Sunday, July 10, 2016

Reading Reflection No. 2

In this exercise, I'd like you to select a book from the second half of the Official ENT 3003 Reading List and report on it. This part of the list focuses on books that cover, generally, entrepreneurship, business, and learning. I'd like you to address the following in your post:
1)         I decided to read Thinking Fast and Slow by Daniel Kahneman.  I would have to say that that in reading this book I realized there to be many themes throughout.  I will later delve into what I thought my biggest surprise/’aha’ moment later which, in my opinion will actually describe the overall theme of the book. Themes throughout the book include the interaction of system 1 and system 2 of the mind and how they interact.  System 1 work autonomously while system 2 requires effortful thinking.  This theme early on sets the base for the book and helps the reader understand the operable mindset, per say, of how we think as individuals.  This sets up the second theme with our thinking and the role that heuristics play in all of our thinking patterns.  Throughout the researchers have a focus towards why individuals have difficulty thinking and making judgments statistically.  The next part dives into examining how overconfident we are as individuals.  This in turn plays a role specifically into our ability to think statistically, especially when it comes to chance.  The mind has the general ability to accidentally underestimate the power of chance and over compensate correlation between two events and how this plays into our ability in thinking and making judgments.  This leads into the second to last theme surrounding choices with a focus on economics.  The theme here surrounds how, as previously mentioned, the workings of system 1 and 2 occur, and work together but influence all the choices we make.  It focuses as well on our framing bias and that when some risk is presented with a negative outcome versus a positive one we tend to take the risk more often when it is presented with a negative outcome as if we have something to prove.  Lastly, the book comes together examining the two selves we have – the experiencing self and the remembering self.  Overall, it examines the conflict between the two and our general difficulty in pursuing happiness as individuals while still satisfying our ‘two’ selves that form our identity.  What memories do we make, how do we make them, and how do we let our experiences as we move through life affect and exist alongside our remembering self. 
2)         This book I think really enhanced what I have learned so far in ENT 3003.  First off, it helps explain many of the decisions and the ways in which I have responded to assignments in the class.  Overall, it definitely will help me look openly towards assignments to counter the framework I generally analyze assignments with, to then be able to attack/think about the rest of the assignments from an additional, different point of view.  This book connects with each individual assignment in some way, shape, or form.  Every assignment involves some sort of analytical thinking.  Thinking Fast and Slow analyzes the mind and how we think throughout, therefore this new found knowledge can be used in every assignment. 

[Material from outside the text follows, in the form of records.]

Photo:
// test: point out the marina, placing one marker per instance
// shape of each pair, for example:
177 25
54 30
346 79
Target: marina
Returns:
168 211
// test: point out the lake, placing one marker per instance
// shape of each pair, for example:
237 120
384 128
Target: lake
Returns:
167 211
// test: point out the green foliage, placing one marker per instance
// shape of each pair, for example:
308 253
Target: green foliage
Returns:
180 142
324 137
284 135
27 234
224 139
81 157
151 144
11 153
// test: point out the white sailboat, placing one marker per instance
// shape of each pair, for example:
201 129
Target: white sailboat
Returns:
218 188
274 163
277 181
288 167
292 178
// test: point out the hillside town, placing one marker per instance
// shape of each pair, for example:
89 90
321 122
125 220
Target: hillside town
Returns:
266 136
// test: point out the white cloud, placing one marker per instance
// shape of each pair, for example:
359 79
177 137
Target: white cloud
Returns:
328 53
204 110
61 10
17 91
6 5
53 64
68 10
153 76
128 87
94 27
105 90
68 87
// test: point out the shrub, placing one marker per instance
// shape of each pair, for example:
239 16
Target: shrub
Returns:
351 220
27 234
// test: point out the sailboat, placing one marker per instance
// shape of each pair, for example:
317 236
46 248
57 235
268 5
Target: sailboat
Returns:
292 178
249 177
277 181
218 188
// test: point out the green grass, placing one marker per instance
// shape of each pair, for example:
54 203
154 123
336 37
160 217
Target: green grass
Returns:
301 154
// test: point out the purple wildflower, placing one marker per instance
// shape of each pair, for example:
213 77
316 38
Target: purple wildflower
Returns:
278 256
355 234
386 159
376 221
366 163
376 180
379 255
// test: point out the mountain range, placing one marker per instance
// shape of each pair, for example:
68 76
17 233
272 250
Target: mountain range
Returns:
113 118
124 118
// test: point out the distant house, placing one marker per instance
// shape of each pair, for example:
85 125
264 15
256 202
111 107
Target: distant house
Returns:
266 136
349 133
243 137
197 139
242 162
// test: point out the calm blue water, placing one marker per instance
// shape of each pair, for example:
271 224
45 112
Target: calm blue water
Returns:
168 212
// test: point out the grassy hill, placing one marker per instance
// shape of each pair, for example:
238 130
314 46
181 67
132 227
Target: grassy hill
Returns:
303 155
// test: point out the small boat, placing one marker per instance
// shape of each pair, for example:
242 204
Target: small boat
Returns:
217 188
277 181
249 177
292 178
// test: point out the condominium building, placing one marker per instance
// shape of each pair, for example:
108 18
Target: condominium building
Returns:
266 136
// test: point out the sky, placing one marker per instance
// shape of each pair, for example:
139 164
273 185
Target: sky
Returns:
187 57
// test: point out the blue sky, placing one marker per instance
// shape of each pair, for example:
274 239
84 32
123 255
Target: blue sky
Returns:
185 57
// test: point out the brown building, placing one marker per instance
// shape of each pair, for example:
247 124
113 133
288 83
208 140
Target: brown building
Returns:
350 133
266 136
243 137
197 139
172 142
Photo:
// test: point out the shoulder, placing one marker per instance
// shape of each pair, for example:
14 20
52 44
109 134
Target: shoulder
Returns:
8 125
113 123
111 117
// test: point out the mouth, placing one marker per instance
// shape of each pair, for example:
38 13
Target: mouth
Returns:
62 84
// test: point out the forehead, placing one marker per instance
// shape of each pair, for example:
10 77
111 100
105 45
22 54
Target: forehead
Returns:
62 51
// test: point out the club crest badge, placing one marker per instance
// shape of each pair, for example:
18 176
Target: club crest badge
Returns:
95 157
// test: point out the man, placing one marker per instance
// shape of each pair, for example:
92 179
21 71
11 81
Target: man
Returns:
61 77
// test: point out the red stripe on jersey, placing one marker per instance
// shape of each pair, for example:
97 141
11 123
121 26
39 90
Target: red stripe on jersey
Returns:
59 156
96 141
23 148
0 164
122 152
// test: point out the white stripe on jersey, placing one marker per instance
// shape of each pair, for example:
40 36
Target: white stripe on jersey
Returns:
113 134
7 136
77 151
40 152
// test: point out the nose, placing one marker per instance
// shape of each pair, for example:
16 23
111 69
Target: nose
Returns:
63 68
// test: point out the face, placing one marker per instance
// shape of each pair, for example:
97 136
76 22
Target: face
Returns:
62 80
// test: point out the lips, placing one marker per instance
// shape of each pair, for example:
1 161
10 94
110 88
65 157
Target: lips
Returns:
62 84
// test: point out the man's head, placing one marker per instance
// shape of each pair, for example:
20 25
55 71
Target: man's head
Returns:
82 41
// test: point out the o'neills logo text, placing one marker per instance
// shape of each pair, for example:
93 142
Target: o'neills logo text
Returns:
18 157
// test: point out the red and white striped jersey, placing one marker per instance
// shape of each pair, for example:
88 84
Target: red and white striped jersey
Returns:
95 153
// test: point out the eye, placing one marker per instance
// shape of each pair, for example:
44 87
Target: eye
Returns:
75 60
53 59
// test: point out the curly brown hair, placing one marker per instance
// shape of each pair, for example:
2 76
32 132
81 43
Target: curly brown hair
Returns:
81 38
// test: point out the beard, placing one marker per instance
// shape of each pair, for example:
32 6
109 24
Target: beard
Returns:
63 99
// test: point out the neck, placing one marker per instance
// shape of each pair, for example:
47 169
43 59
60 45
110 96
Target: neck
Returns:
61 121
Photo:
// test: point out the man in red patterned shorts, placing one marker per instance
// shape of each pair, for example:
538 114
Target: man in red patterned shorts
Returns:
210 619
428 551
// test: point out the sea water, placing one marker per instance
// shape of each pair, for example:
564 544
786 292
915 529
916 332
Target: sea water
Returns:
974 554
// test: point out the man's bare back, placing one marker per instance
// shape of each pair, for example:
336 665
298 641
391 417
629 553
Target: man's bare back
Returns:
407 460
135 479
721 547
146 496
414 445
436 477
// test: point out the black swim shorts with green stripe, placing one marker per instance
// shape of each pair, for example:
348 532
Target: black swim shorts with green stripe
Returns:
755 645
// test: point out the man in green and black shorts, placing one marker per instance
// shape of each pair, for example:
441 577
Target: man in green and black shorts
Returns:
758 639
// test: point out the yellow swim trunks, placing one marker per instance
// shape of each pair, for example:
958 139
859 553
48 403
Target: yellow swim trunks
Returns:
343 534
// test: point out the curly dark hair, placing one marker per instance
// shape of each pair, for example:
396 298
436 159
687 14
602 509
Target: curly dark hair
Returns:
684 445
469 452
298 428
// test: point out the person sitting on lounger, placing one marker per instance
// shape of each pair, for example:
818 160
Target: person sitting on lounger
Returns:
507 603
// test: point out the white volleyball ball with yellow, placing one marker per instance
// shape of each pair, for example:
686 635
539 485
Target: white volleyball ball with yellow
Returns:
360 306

3)         If I were to design an assignment for this class specifically around this book I would make everyone answer five basic questions that coincide with the five parts of the book: Two Systems, Heuristics and Biases, Overconfidence, Choices, and the Two Selves.  I would have everyone write down their knowledge or what comes to mind based on all these titles for each part of the book.  I would then have them write about how they arrived at their answers or what memories or experiences shaped their answers surrounding the title of each part. Then I would have them analyze themselves in terms of the titles of each part.  After I would have them read each part, and after each part I would want them to reflect on the same question that was originally asked and reflect on their original answer.  After the book is finished and I would incorporate a cumulative response in a general reflection on the work as a whole and how it has affected, personally, that individual. This is the assignment I would create around this book. 
4)         Lastly the biggest ‘aha’ moment of this book was realizing that, this is one of the few books that can be summarized by the title, Thinking Fast and Slow.  This may seem like an impossible, loaded statement, but if I had to describe this book in four words this would be the only way possible to describe and summarize all five parts of this book.  The reason it is my biggest ‘aha’ moment was because it simplified and helped my understanding of the book.  For me when I first started reading this book, it required a lot of concentration and effort by me.  I had to make sure it was absolutely quiet with no distractions around me because the material was so thick.  But once I realized the title summarizes the book and brings all the parts together I saw how everything was connected.  I saw how each part built off the previous one and that cumulatively the book comes together and helped me with the way I analyze everything now.